Dove hunting season one step closer to reality
Published 10:41 am Thursday, April 8, 2004
By By SCOTT NOVAK / Niles Daily Star
Recently the Michigan Senate voted 22-15 to create the state's first dove hunting season.
This has been a hot topic and previously was defeated in several attempts by a narrow margin.
But with the passing of what is commonly known as the "Dove Bill," House resolution HB 5029 now goes back to the House for confirmation before heading to Governor Jennifer Granholm's desk to be signed.
The bill narrowly passed the House back in November of 2003.
The Governor, however, has been reported as saying she will veto the bill.
If Gov. Granholm does sign the bill, Michigan will become the 40th state to allow dove hunting. Gov. Granholm has said that she would not sign the bill unless it was voted on in a general election.
The bill calls for a special $2 dove stamp or license with all of the proceeds going to the Department of Natural Resources to be split between the game and nongame divisions.
That would mean millions of additional dollars going toward wildlife management in the DNR budget.
Daily News outdoor columnist Larry Lyons has been following the subject for some time.
In a column he wrote for the Daily News on Nov. 5, 2003, Lyons said that all of Michigan's neighboring states have dove hunting seasons. He added that despite the controversy of the subject, doves are the country's "prevelant and popular game bird."
According to Lyons, "Doves are strictly seed and grain eaters and with wheat, corn and soy beans covering much of rural America… For nearly 40 years their population nationwide has remained at a relatively stable 400-500 million birds. Many experts claim they even outnumber English sparrows and house finches."
But the problem is, people perceive that doves will be eliminated by hunting.
Lyons said common concerns include:
In reality, city doves and rural doves tend to be distinctly separate according to Lyons.
In states where hunting does take place, it usually is done in and around crop fields where the birds flock in large numbers to feed on the grain.
Figures point to the fact that Michigan's dove population is between eight and 10 million birds with the largest portion of that population residing in the southern lower third of the state.
Most doves migrate south for the winter, usually to Texas, Louisiana and Mississippi, as well as Alabama, George and Florida.

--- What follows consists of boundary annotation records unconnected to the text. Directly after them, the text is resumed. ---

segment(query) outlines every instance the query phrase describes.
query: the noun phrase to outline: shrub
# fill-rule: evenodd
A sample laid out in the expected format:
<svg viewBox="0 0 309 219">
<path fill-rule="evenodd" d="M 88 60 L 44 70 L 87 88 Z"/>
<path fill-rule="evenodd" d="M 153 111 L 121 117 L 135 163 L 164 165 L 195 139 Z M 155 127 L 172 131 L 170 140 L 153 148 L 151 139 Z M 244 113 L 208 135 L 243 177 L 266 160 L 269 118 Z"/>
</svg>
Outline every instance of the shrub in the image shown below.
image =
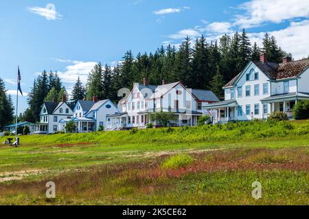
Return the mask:
<svg viewBox="0 0 309 219">
<path fill-rule="evenodd" d="M 3 132 L 3 135 L 4 136 L 10 136 L 11 133 L 10 133 L 10 131 L 5 131 Z"/>
<path fill-rule="evenodd" d="M 309 118 L 309 100 L 299 101 L 293 108 L 293 118 L 296 120 Z"/>
<path fill-rule="evenodd" d="M 210 117 L 209 116 L 201 116 L 200 118 L 198 118 L 198 126 L 208 125 L 206 123 L 207 123 L 207 122 L 208 122 L 209 120 L 209 118 L 210 118 Z"/>
<path fill-rule="evenodd" d="M 26 125 L 23 127 L 23 133 L 25 136 L 27 136 L 30 133 L 30 129 L 29 128 L 29 126 Z"/>
<path fill-rule="evenodd" d="M 178 169 L 185 168 L 193 163 L 193 158 L 188 154 L 181 154 L 172 156 L 165 159 L 161 164 L 163 169 Z"/>
<path fill-rule="evenodd" d="M 69 133 L 74 132 L 76 130 L 76 125 L 73 121 L 69 121 L 65 125 L 65 131 Z"/>
<path fill-rule="evenodd" d="M 269 121 L 286 121 L 288 120 L 288 115 L 282 112 L 275 111 L 267 118 Z"/>
<path fill-rule="evenodd" d="M 147 123 L 147 125 L 146 125 L 146 128 L 147 128 L 147 129 L 153 129 L 153 125 L 152 125 L 152 123 Z"/>
</svg>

From a hunter's perspective, Lyons wrote on Nov. 5 that "at this point a lot of Michigan hunters go to Indiana and Ohio to dove hunt, leaving considerable amounts of cash at the motels, gas stations, restaurants and sporting goods stores of these neighboring states that would otherwise be spent here in Michigan. The DNR also misses out on a lot of license money that would go toward managing all of Michigan's wildlife. Also, dove hunting is great for the elderly and handicapped. Typically hunters simply sit on stands around grain fields and wait for the birds to come in. Since so little effort is involved virtually anyone can participate."
The dove currently is protected under the Federal Migratory Bird Treat Act, which means that controlled hunting is allowed based upon dove population surveys. States that allow dove hunting are responsible for creating their own hunting seasons within federal guidelines.
All of the southern states allow dove hunting among the 39 states that do so. In the midwest, Wisconsin, Illinois, Indiana and Ohio have dove hunting seasons.
Approximately 22.7 million doves are harvested annually.
As expected, the National Rifle Association was thrilled by the Michigan vote.